Badan Permusyawaratan Desa (BPD) memiliki peran yang sangat penting dalam kehidupan masyarakat desa. BPD berfungsi untuk menyerap aspirasi dari warga dan mengawasi jalannya pemerintahan desa. Dalam hal ini, BPD dapat diibaratkan sebagai parlemen di tingkat desa yang menjadi jembatan antara pemerintah dan masyarakat.
Pernyataan tersebut disampaikan oleh Bupati Ponorogo, Sugiri Sancoko, saat menghadiri acara halal bihalal Asosiasi Badan Permusyawaratan Desa (Abpednas) Ponorogo, yang diadakan di Balai Desa Caluk pada hari Sabtu, 19 April 2025. Dalam sambutannya, Kang Bupati menegaskan bahwa BPD memiliki peran yang strategis dalam mendorong pembangunan yang bersifat partisipatif.
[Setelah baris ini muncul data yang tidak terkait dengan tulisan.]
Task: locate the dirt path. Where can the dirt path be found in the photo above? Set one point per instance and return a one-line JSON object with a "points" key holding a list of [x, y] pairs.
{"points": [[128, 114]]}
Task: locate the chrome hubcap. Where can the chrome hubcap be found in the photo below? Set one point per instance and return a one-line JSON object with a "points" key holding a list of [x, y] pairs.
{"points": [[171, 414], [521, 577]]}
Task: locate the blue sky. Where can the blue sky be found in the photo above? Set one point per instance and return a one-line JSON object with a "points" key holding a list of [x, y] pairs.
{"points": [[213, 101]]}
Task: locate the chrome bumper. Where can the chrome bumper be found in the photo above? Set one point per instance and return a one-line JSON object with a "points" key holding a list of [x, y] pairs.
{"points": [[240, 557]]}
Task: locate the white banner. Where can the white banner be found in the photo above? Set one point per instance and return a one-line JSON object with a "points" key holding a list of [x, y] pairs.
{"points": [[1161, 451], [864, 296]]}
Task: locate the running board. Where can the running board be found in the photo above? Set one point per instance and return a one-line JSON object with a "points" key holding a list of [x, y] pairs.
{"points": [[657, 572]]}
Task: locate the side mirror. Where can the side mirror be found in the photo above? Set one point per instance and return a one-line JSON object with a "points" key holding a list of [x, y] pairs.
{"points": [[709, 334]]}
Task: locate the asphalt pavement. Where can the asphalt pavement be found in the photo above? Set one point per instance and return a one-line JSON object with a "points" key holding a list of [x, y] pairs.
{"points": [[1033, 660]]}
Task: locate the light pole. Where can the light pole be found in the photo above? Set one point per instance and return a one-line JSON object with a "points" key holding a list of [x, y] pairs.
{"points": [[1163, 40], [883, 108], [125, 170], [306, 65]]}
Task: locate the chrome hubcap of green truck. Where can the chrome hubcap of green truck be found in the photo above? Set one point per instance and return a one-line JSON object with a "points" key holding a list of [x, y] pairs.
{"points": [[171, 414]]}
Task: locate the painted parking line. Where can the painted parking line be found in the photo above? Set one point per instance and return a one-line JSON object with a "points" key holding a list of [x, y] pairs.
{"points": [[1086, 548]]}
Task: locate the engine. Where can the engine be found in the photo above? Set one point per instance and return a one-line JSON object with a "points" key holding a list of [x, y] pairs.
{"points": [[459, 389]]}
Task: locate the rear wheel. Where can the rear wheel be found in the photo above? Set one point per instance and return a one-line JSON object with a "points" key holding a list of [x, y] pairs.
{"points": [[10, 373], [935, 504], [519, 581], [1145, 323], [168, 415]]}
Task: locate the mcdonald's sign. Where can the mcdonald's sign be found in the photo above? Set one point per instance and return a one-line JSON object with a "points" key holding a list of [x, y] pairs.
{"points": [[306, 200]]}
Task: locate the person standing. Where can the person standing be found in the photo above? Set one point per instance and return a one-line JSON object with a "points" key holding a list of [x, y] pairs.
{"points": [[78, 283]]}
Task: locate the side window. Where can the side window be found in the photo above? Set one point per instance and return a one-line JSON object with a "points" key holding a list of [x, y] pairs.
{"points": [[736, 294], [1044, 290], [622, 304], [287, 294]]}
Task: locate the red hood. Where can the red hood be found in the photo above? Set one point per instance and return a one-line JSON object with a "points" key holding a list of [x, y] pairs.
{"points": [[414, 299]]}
“BPD bekerja menyeimbangkan desa. Mudah-mudahan bisa mengubah mindset dari sekadar bekerja menjadi mengabdi kepada masyarakat,” ujar Bupati Sugiri. Hal ini menunjukkan bahwa BPD tidak hanya bertugas untuk menjalankan fungsi pemerintahan, tetapi juga untuk melayani masyarakat dengan baik.
Selain itu, Bupati Sugiri juga menekankan pentingnya kolaborasi yang harmonis antara kepala desa dan BPD. Menurutnya, kerjasama yang baik antara kedua pihak ini merupakan kunci utama untuk mencapai keberhasilan dalam pembangunan desa. Masing-masing pihak, baik kepala desa maupun anggota BPD, harus memahami dan menjalankan tugas pokok serta fungsinya dengan baik agar pembangunan dapat berjalan dengan lancar.
“Kalau desa bagus, kabupaten ikut bagus, provinsi bagus, dan Indonesia juga bagus,” tegasnya. Pernyataan ini menunjukkan bahwa keberhasilan pembangunan desa tidak hanya berdampak pada tingkat desa itu sendiri, tetapi juga akan berpengaruh pada kabupaten, provinsi, bahkan negara secara keseluruhan.
Dengan demikian, peran BPD yang strategis dalam menyerap aspirasi masyarakat dan mengawasi pemerintahan desa sangatlah penting. Komitmen dan kerjasama antara BPD dan pemerintah desa diharapkan dapat mendorong pembangunan yang lebih baik dan lebih partisipatif di masa depan.